Kedatangan Presiden disambut penuh antusias oleh ratusan WNI yang telah menunggu sejak pagi hari di hotel tempat Kepala Negara menginap.
Sekretaris Kabinet (Seskab), Teddy Indra Wijaya, menjelaskan bahwa kunjungan kenegaraan ini sebenarnya sudah diagendakan sejak tahun lalu, namun sempat mengalami beberapa kali penjadwalan ulang karena padatnya agenda kedua negara.
“Ketibaan ini menandai dimulainya rangkaian state visit (kunjungan resmi kenegaraan) Presiden Prabowo di Prancis, yang undangannya telah diagendasikan sejak tahun lalu dan sempat mengalami beberapa kali penjadwalan ulang,” tulis Teddy dalam keterangan resminya .

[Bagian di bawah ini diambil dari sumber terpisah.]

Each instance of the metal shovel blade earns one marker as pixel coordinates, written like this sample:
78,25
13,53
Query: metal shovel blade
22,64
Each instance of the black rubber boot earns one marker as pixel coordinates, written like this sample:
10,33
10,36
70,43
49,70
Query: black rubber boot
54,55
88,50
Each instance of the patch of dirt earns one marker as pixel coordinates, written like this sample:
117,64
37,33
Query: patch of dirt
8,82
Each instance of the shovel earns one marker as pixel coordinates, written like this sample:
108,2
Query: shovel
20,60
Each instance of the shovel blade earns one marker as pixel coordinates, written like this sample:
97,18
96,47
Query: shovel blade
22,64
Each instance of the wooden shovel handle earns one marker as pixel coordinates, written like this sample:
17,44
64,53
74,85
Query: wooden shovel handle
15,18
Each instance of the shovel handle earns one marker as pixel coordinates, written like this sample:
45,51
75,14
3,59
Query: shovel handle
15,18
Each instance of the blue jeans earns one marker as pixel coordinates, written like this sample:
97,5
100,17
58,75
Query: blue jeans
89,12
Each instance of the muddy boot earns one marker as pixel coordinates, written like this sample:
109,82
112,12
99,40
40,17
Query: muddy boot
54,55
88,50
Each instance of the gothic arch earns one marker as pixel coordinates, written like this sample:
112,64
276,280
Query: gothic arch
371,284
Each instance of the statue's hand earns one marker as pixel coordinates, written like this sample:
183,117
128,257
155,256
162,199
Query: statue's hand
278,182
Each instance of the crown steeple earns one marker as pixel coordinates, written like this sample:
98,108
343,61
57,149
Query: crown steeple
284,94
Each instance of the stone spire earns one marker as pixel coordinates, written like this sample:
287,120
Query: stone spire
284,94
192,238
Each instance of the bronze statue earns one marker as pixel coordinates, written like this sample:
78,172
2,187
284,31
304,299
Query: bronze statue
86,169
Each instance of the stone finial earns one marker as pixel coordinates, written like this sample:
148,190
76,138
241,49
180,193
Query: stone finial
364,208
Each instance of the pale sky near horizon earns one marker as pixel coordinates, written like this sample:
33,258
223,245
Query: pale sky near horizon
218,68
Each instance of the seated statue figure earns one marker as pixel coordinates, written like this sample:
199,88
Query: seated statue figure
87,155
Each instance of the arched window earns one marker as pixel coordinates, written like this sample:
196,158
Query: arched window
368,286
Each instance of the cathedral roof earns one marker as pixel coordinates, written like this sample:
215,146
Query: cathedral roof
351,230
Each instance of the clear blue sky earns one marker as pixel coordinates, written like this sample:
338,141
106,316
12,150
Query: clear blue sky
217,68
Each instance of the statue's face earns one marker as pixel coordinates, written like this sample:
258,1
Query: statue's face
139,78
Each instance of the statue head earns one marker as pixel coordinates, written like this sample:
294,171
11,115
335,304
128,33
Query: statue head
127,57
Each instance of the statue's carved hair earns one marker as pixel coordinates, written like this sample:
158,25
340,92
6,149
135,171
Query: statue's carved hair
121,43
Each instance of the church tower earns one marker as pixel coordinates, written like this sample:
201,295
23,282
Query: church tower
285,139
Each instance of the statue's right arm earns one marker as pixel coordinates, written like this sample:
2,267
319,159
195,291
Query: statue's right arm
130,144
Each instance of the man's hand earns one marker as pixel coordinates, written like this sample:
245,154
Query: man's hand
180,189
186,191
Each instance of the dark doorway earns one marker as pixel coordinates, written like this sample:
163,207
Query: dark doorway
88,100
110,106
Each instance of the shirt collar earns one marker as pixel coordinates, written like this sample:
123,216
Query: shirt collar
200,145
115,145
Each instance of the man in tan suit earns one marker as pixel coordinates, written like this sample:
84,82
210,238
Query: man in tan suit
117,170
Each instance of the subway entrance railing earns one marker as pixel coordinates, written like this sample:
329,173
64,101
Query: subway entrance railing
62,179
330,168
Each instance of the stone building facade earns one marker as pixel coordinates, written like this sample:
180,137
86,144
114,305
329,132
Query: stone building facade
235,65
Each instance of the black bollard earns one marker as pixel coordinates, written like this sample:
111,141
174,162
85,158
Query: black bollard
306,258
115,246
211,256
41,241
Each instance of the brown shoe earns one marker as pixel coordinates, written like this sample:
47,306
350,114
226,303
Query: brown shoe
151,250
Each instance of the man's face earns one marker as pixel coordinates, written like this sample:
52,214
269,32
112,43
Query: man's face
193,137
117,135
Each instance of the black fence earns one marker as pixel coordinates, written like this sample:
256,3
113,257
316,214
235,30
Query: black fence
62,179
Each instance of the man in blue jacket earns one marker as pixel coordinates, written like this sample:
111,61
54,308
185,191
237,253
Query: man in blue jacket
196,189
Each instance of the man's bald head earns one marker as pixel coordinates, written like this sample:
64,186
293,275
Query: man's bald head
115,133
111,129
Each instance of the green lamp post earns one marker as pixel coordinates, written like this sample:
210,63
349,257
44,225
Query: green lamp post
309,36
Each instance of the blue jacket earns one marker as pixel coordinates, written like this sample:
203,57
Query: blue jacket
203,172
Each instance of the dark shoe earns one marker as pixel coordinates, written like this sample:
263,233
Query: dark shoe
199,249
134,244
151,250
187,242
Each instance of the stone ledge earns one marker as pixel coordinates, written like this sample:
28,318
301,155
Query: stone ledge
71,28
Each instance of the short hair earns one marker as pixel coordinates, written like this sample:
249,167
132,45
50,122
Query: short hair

Dalam keterangan tertulisnya, Seskab Teddy turut menyampaikan agenda awal Presiden Prabowo sebelum memulai rangkaian acara resmi kenegaraan.
“Presiden Prabowo dijadwalkan akan melaksanakan salat Iduladha dan silaturahmi dengan WNI di Wisma KBRI Paris,” tandasnya .
Rangkaian salat Iduladha ini akan menjadi momen spesial karena Presiden akan melaksanakannya bersama diaspora Indonesia di Prancis.
Seskab Teddy menegaskan bahwa kunjungan ini bukan sekadar seremonial, tetapi memiliki bobot strategis yang tinggi. Saat ini, Indonesia dan Prancis diketahui memiliki sejumlah kerja sama super strategis yang saling menguntungkan.
“Indonesia memiliki banyak kerja sama super strategis dengan Prancis, dan state visit ini diharapkan makin memperkuat posisi Indonesia di Eropa, khususnya Prancis,” katanya .
Ia juga menyebut bahwa hubungan bilateral kedua negara memiliki peran yang saling melengkapi dalam tatanan global.
“Indonesia menjadi salah satu gerbang utama hubungan Eropa ke Asia, sementara Prancis merupakan gerbang penting bagi hubungan Asia—khususnya Asia Tenggara—menuju kawasan Eropa,” pungkas Teddy .
Sejumlah WNI yang tergabung dalam organisasi Perhimpunan Pelajar Indonesia (PPI) Prancis juga mengaku sangat bersemangat menyambut kedatangan Presiden. Mereka berharap kunjungan ini bisa membuka lebih banyak peluang kerja sama pendidikan dan ekonomi.
“Kami sudah siap menyambut Pak Presiden. Semoga kunjungan ini membawa berkah dan mempererat hubungan Indonesia-Prancis,” ucap Ketua PPI Prancis.
Hubungan diplomatik Indonesia dan Prancis telah berlangsung selama lebih dari 70 tahun. Prancis merupakan salah satu mitra penting Indonesia di kawasan Eropa, terutama dalam bidang pertahanan, ekonomi, dan budaya. Beberapa proyek pertahanan strategis seperti kerja sama pembangunan kapal selam dan pesawat tempur telah terjalin antara kedua negara.
Kunjungan Presiden Prabowo kali ini diharapkan dapat semakin mengokohkan kemitraan tersebut, serta membuka peluang investasi dan perdagangan baru yang lebih besar.